Les évaluations multisectorielles menées entre mai et août 2025 révèlent l’ampleur du désastre : 42 901 ménages déplacés, dont 70% ont fui les violences armées. Paradoxalement, 30% des déplacements sont attribués aux intempéries – inondations et pluies torrentielles – qui viennent aggraver une situation déjà catastrophique.
La solidarité communautaire atteint ses limites. 80% des déplacés survivent grâce à l’accueil de familles hôtes aux ressources déjà précaires. Les autres errent entre centres collectifs de fortune où manquent l’eau potable, la nourriture et les abris décents. « Comment partager un bol de manioc quand on n’a déjà pas de quoi nourrir ses propres enfants ? », s’interroge une habitante de Kisia.
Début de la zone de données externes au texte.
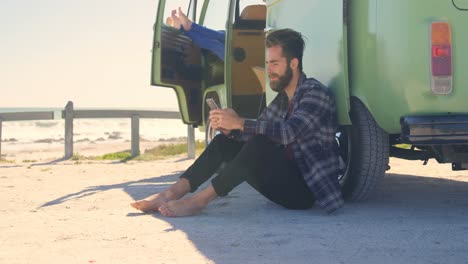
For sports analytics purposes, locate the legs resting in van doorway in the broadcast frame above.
[131,134,315,217]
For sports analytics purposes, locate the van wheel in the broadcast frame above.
[337,98,389,201]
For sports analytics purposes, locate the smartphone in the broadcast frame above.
[206,98,219,110]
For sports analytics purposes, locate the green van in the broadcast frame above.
[151,0,468,201]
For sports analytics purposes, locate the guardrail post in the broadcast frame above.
[187,125,195,159]
[64,101,73,159]
[0,118,2,160]
[131,115,140,157]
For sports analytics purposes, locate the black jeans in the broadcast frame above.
[181,134,315,209]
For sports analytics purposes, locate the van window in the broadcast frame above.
[203,0,230,30]
[163,0,203,24]
[239,0,265,12]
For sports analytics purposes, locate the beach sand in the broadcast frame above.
[0,142,468,264]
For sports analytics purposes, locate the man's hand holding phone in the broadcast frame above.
[206,98,244,135]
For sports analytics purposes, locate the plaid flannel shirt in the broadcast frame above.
[241,74,344,213]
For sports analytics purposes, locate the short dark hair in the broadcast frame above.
[266,28,305,71]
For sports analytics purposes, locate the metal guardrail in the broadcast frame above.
[0,101,195,159]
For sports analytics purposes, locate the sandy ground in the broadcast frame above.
[0,143,468,264]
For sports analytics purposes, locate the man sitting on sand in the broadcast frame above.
[131,29,343,216]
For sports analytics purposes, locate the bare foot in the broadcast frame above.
[168,10,182,30]
[159,197,206,217]
[159,184,218,217]
[130,193,169,212]
[130,179,190,212]
[179,7,192,31]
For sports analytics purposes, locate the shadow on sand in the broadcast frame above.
[39,170,468,263]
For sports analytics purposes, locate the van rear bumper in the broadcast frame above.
[400,114,468,145]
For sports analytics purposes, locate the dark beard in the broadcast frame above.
[270,67,292,93]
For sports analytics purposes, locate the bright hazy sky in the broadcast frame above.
[0,0,177,109]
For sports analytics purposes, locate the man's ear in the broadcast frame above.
[289,58,299,70]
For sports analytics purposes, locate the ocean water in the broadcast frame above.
[0,108,204,144]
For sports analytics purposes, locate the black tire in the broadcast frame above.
[337,97,389,201]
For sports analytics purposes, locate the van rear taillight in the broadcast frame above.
[431,22,452,94]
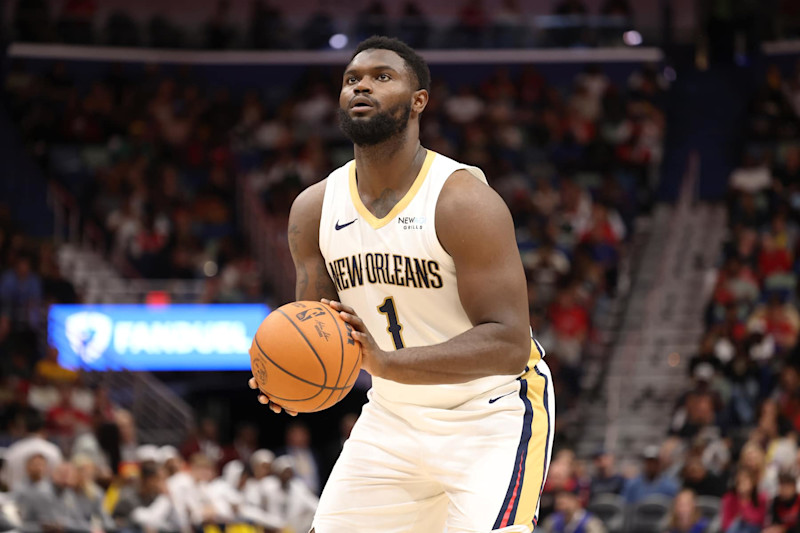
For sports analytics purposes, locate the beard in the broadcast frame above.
[339,104,411,146]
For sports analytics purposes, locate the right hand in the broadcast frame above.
[247,377,297,416]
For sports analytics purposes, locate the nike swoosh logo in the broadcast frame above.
[334,218,358,231]
[489,392,514,403]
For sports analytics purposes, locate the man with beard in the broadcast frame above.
[251,37,554,533]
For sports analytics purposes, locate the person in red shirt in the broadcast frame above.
[764,472,800,533]
[758,233,792,280]
[46,385,91,441]
[721,470,767,533]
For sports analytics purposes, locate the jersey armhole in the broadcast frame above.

Les besoins prioritaires – abris, articles ménagers, sécurité alimentaire et accès à l’eau – crient d’urgence. Pourtant, Ocha souligne l’absence criante de financements et les contraintes d’accès qui privent les survivants de toute assistance. Avec les 101 758 déplacés recensés jusqu’en juillet 2024, ce sont désormais 1,25 million de personnes qui basculent dans l’insécurité alimentaire.
Cette crise du Kwilu pose une question fondamentale : jusqu’où peut-on laisser des populations entières sombrer dans l’oubli ? Alors que la communauté internationale se focalise sur l’est du pays, l’ouest congolais vit sa propre tragédie dans l’indifférence. Les déplacés de Bagata attendent plus que des rapports – ils attendent une action concrète avant que le pire ne se produise.